Writing Functions - Exercises - SOLVED#

Walkthrough example#

Write a function that takes a single input value, \(x\) and returns that number cubed \(x^3\). The function should be called cube.

If you think you know how to do this, or how to do parts of this, please go ahead. If not, or if you need hints on parts of this, please read through the steps below.

  • Step 1: Add a def line. All functions begin with a def line. This provides two things: The name of the function, the input parameters to the function. So write a line that looks something like def cube(x): The def says that this is a function, the cube is the name of the function, x is the one input parameter. Don’t forget the :, which is used to indicate that the function will now start and the next line will be indented.

  • Step 2: Add the docstring. Add another line explaining what the function will do. This step is optional but helps to document your code. So something like """Cube a number""". If you need more space, write this over more than one line (that’s why we use triple quotes here).

  • Step 3: Add the function body. This is the bulk of writing a function, and as we get further in the course the function bodies will get larger and more complex. In this case we just need to assign a new variable to store \(x^3\). So add something like y = x**3. Remember indentation here. The body (and docstring) of a function should be indented. So this should actually be     y = x**3. 4 spaces (one level of indentation) and then the code.
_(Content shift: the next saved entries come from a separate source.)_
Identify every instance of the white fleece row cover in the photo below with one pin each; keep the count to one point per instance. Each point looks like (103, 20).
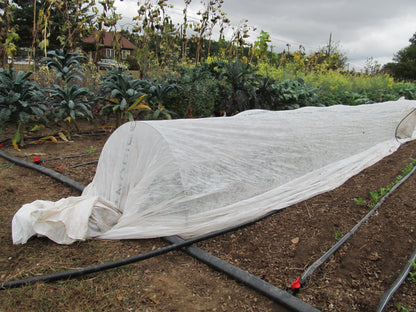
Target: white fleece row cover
(188, 177)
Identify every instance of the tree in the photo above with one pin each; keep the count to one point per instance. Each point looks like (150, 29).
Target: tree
(404, 65)
(8, 35)
(211, 15)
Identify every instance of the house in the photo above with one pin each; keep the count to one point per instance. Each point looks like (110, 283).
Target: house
(103, 45)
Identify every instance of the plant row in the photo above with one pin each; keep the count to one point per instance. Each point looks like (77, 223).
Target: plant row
(67, 89)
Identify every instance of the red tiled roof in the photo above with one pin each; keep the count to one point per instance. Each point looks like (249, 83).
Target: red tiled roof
(109, 39)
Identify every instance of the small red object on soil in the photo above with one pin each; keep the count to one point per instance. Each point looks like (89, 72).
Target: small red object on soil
(296, 284)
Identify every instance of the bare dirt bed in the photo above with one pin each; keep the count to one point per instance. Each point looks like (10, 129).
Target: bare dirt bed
(277, 249)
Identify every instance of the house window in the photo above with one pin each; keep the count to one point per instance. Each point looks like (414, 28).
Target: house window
(125, 54)
(109, 53)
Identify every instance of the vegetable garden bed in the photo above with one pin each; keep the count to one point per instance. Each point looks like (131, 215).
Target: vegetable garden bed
(277, 249)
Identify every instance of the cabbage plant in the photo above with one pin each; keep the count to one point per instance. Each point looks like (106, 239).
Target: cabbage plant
(20, 102)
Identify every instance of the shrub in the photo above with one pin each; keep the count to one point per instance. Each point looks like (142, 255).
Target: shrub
(20, 102)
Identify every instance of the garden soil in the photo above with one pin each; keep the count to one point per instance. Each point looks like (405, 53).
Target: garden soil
(277, 249)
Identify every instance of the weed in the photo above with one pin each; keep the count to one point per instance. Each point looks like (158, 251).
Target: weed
(360, 201)
(92, 150)
(6, 166)
(375, 196)
(412, 275)
(402, 308)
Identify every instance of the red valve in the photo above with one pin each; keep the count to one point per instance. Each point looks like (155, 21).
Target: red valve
(296, 284)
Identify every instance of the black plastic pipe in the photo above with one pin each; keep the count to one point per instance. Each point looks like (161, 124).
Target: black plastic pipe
(399, 280)
(47, 171)
(267, 289)
(309, 271)
(256, 283)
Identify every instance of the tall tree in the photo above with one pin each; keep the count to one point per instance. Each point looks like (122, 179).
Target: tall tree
(8, 35)
(209, 17)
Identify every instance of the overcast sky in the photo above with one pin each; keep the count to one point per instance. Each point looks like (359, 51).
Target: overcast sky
(361, 28)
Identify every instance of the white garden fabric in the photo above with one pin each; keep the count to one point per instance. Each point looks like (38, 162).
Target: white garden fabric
(192, 176)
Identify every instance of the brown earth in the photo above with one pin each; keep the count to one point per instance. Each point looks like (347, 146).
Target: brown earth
(277, 249)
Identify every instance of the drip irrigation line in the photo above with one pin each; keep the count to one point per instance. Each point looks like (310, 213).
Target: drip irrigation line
(66, 157)
(47, 171)
(240, 275)
(256, 283)
(399, 280)
(309, 271)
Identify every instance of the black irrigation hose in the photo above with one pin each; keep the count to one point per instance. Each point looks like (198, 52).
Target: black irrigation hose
(309, 271)
(66, 157)
(260, 285)
(49, 172)
(400, 279)
(84, 164)
(238, 274)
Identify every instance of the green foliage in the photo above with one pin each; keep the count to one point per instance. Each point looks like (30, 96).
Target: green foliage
(294, 94)
(200, 91)
(70, 102)
(404, 65)
(403, 308)
(20, 101)
(412, 275)
(236, 87)
(124, 95)
(337, 234)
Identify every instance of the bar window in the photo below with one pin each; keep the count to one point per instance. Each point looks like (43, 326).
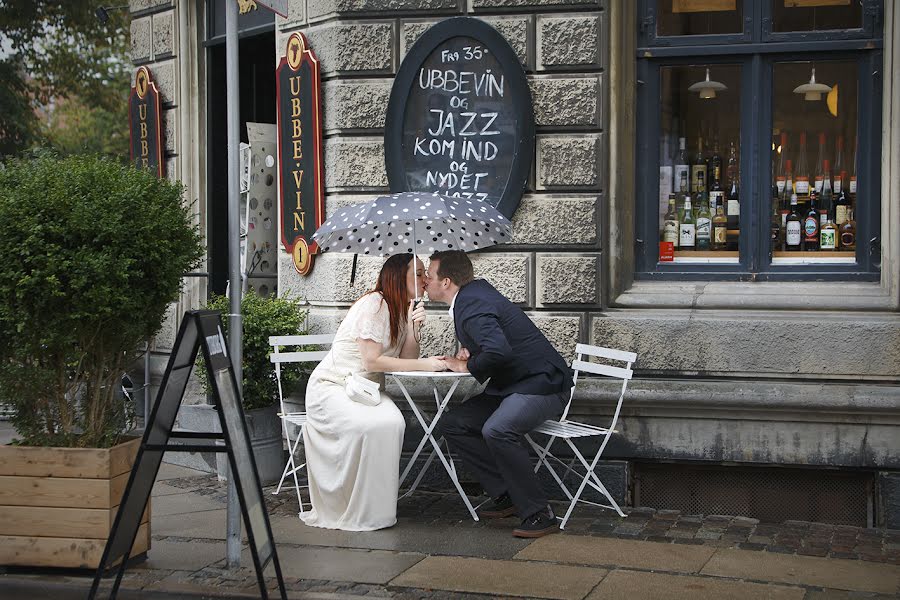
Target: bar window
(699, 17)
(814, 173)
(700, 174)
(815, 15)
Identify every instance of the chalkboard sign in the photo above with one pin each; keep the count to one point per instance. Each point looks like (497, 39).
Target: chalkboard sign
(199, 330)
(460, 119)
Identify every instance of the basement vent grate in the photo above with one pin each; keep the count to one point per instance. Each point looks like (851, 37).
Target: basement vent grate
(770, 495)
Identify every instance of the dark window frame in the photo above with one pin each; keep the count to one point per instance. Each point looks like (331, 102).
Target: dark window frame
(756, 55)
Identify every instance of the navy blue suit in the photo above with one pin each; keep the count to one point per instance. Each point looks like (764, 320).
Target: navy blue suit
(529, 383)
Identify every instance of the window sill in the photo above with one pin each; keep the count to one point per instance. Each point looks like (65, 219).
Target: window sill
(757, 295)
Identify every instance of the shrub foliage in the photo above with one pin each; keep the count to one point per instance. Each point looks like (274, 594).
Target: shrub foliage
(262, 318)
(93, 255)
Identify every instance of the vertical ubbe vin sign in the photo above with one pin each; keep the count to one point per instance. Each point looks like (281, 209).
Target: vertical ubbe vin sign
(144, 123)
(301, 172)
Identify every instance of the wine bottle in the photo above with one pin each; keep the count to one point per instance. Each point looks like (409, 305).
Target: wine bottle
(825, 199)
(838, 166)
(687, 228)
(801, 176)
(682, 166)
(720, 229)
(820, 163)
(811, 225)
(793, 237)
(780, 170)
(842, 204)
(670, 223)
(698, 165)
(848, 233)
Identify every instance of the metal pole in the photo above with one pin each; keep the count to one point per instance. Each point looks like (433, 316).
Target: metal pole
(233, 512)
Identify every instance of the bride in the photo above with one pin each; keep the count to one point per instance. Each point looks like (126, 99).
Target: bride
(352, 448)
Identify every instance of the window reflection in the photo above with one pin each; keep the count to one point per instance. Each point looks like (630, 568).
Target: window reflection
(815, 15)
(699, 175)
(813, 217)
(698, 17)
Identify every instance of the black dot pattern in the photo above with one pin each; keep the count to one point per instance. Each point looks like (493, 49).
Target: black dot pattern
(386, 225)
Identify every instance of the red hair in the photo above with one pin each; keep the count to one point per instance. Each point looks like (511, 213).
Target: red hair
(392, 285)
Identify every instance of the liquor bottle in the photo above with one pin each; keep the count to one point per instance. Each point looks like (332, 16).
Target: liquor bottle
(848, 232)
(682, 166)
(801, 176)
(687, 237)
(811, 226)
(828, 235)
(699, 194)
(670, 223)
(842, 204)
(780, 172)
(716, 192)
(776, 228)
(679, 198)
(704, 226)
(787, 192)
(838, 179)
(825, 199)
(715, 161)
(698, 165)
(820, 163)
(720, 229)
(793, 238)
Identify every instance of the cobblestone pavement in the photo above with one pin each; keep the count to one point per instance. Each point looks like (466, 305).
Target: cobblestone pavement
(667, 526)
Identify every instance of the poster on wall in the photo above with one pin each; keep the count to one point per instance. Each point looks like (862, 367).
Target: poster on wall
(144, 123)
(460, 118)
(301, 172)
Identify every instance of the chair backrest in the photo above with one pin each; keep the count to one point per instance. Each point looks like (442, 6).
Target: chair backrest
(582, 364)
(278, 358)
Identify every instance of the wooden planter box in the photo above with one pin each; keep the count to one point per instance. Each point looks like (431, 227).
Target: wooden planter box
(57, 505)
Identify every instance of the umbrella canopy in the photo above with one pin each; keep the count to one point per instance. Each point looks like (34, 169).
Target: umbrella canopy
(413, 222)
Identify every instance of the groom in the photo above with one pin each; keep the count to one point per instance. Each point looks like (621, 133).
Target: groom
(530, 383)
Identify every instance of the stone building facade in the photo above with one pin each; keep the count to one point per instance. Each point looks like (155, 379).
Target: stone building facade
(740, 375)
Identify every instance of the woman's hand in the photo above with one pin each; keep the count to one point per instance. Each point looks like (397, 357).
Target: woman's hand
(433, 363)
(415, 315)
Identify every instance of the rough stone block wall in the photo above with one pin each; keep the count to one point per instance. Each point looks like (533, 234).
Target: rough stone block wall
(552, 267)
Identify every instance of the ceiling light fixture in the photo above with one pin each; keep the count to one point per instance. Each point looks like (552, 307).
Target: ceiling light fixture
(707, 88)
(812, 91)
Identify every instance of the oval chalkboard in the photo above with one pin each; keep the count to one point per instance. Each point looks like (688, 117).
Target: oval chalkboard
(460, 119)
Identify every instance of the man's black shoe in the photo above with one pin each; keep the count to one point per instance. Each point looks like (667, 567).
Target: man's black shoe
(500, 508)
(539, 524)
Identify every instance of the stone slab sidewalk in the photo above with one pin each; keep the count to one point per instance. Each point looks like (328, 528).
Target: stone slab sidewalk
(437, 552)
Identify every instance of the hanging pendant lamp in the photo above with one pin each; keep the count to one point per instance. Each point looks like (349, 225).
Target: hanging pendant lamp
(707, 88)
(812, 91)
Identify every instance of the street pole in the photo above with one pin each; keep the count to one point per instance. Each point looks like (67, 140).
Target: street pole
(233, 512)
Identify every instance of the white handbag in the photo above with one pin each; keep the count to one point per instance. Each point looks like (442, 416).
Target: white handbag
(362, 390)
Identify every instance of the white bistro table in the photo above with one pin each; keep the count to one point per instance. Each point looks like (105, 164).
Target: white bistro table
(440, 406)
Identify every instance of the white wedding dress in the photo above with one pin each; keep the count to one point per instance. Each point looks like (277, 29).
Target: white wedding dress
(353, 450)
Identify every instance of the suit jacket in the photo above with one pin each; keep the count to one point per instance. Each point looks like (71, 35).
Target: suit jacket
(505, 345)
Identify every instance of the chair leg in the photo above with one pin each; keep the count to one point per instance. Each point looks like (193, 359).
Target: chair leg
(591, 475)
(542, 452)
(542, 459)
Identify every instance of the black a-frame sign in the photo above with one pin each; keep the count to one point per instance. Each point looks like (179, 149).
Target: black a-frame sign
(199, 329)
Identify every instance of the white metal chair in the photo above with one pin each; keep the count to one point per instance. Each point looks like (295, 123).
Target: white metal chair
(570, 430)
(295, 418)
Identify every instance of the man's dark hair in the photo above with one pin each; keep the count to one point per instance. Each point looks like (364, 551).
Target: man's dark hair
(455, 265)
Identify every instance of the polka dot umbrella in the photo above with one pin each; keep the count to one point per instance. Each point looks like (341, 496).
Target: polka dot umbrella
(415, 222)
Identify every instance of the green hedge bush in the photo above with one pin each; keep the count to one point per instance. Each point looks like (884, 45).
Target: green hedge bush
(93, 254)
(262, 318)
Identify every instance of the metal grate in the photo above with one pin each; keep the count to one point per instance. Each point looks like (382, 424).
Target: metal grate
(770, 495)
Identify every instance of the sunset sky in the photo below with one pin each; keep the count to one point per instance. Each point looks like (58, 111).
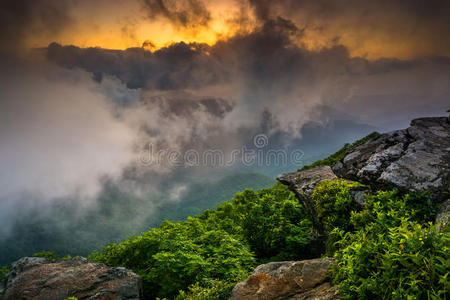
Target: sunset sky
(372, 29)
(87, 85)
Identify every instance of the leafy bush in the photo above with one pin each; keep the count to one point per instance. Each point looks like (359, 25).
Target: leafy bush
(341, 153)
(50, 255)
(391, 255)
(334, 203)
(206, 256)
(3, 272)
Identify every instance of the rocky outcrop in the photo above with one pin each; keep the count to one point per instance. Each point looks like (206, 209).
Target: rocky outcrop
(39, 278)
(413, 159)
(302, 183)
(287, 280)
(443, 215)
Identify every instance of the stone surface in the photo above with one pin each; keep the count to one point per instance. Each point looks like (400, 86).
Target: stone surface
(302, 183)
(443, 215)
(39, 278)
(287, 280)
(412, 159)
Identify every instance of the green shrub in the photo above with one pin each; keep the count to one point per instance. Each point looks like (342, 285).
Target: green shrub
(177, 255)
(341, 153)
(213, 289)
(390, 255)
(3, 272)
(334, 203)
(205, 256)
(50, 255)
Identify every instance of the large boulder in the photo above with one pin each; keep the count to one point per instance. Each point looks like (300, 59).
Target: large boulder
(288, 280)
(413, 159)
(39, 278)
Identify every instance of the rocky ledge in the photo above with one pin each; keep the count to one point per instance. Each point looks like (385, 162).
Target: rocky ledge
(413, 159)
(288, 280)
(39, 278)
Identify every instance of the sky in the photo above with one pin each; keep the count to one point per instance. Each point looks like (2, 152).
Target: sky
(87, 87)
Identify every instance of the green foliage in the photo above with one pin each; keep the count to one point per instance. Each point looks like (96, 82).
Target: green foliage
(206, 256)
(390, 254)
(50, 255)
(213, 289)
(334, 203)
(341, 153)
(3, 272)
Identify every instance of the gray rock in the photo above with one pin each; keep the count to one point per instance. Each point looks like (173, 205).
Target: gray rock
(288, 280)
(413, 159)
(443, 216)
(302, 183)
(39, 278)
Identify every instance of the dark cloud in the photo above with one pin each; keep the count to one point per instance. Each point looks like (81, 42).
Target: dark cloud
(183, 13)
(20, 19)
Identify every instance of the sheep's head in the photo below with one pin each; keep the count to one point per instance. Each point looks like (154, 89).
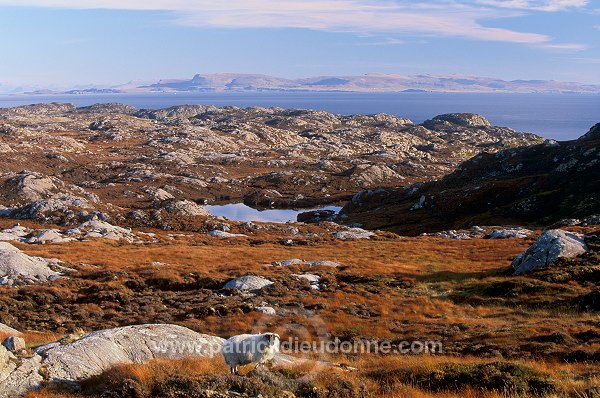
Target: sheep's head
(271, 338)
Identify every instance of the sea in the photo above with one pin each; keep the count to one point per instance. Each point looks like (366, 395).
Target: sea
(556, 116)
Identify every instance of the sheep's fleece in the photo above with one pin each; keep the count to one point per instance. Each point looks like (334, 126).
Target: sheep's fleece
(250, 348)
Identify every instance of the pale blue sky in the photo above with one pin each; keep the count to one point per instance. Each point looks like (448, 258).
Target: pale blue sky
(62, 43)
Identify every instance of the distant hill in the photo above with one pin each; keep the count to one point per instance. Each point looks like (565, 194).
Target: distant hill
(535, 185)
(365, 83)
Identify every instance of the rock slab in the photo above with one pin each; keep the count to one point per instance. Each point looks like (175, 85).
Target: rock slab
(549, 247)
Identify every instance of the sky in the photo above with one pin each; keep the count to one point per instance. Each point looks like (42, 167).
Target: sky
(70, 43)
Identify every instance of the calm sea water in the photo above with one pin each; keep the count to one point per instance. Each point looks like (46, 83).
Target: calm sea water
(558, 116)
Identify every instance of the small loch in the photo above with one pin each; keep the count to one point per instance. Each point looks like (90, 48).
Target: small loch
(241, 212)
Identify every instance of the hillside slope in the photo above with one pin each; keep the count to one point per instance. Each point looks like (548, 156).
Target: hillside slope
(535, 185)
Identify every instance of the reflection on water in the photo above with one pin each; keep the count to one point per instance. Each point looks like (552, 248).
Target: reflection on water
(241, 212)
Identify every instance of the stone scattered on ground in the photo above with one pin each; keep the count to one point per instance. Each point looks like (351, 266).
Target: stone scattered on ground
(314, 280)
(249, 283)
(17, 267)
(101, 229)
(16, 233)
(354, 233)
(18, 375)
(519, 233)
(96, 352)
(5, 329)
(297, 261)
(224, 235)
(185, 208)
(266, 310)
(48, 236)
(591, 220)
(549, 247)
(478, 232)
(14, 343)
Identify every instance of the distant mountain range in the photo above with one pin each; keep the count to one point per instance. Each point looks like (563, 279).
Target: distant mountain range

  • Step 4: Add the return statement. Most (but not all) functions will have a return statement (functions will have an implicit return None if you don’t write a return, or the function never reaches a return statement). In this case we want to return the value of \(x^3\) that we have computed and stored in y. So we would do     return y (remembering indentation again).

Please ask us if you are not clear on any of this!

def cube(x):
    """Return the cube of x"""
    y = x**3
    return y

cube(4)

64

Testing your function.#

Run the cell below to test your function. It will print “Your function works” if your function works, and raise an error if it doesn’t. If it doesn’t work, see if you can figure out what is wrong. If you can’t, talk to us!

# I'll use comments to explain how this test works.
bbb = cube(4)  # Call the function with an input value of 4
assert (bbb == 64)  # I'm now checking that bbb is equal to 4**4 = 256. If it isn't the code will fail.
                     # Note that I'm using the comparison operator == from last week. assert is new. This is
                     # another built-in function. It raises an error the input value is False, otherwise it does
                     # nothing.

bbb2 = cube(-3)
assert (bbb2 == -27)

bbb3 = cube(11)
assert(bbb3 == 1331)

print("Your function works, well done!")

Your function works, well done!

Calling the function yourself.#

Finally, call your cube function to figure out what \(6.78^3\) is equal to.

cube(6.78)

311.66575200000005

Final note#

You have now written your first function. Well done!

I do note that using a function to compute \(x^3\) is probably overkill. You could just type x**3 directly. However, as we work on more complex examples functions will save us having to write the same block of code repeatedly.

Exercise#

Write a function that takes one input x and returns x**4. HINT this should look very similar to the case above!

def quartic(x):
    """Return the quartic of x"""
    y = x**4
    return y

# Run this cell to test if your function above works. Change the first line to match the name of your function
fn_handle = quartic

bbb = fn_handle(4)  # Call the function with an input value of 4
assert (bbb == 256)  # I'm now checking that bbb is equal to 4**4 = 256. If it isn't the code will fail.
                     # Note that I'm using the comparison operator == from last week. assert is new. This is
                     # another built-in function. It raises an error the input value is False, otherwise it does
                     # nothing.

bbb2 = fn_handle(-3)
assert (bbb2 == 81)

bbb3 = fn_handle(11)
assert(bbb3 == 14641)
print("Congratulations, it looks like your function works!")

Congratulations, it looks like your function works!

Exercise#

Write a function that takes one input x and returns \(x^5 - \frac{x^2}{24.1} + \sqrt{x}\)

def exercise3(x):
    """Return weird math function x**5 - x**2/24.1 + x**0.5"""
    return x**5 - x**2/24.1 + x**0.5

# Run this cell to test if your function above works. Change the first line to match the name of your function
fn_handle = exercise3

bbb = fn_handle(4)  # Call the function with an input value of 4
assert (bbb > 1025.336099 and bbb < 1025.336100) # This is a float value, so check approximate value

bbb2 = fn_handle(-3)
# This one is complex, so more involved checking needed.
assert (bbb2.real > -243.3735 and bbb2.real < -243.3734 and bbb2.imag > 1.732050 and bbb2.imag < 1.732051)

bbb3 = fn_handle(11)
assert(bbb3 > 161049.29 and bbb3 < 161049.30)
print("Congratulations, it looks like your function works!")

Congratulations, it looks like your function works!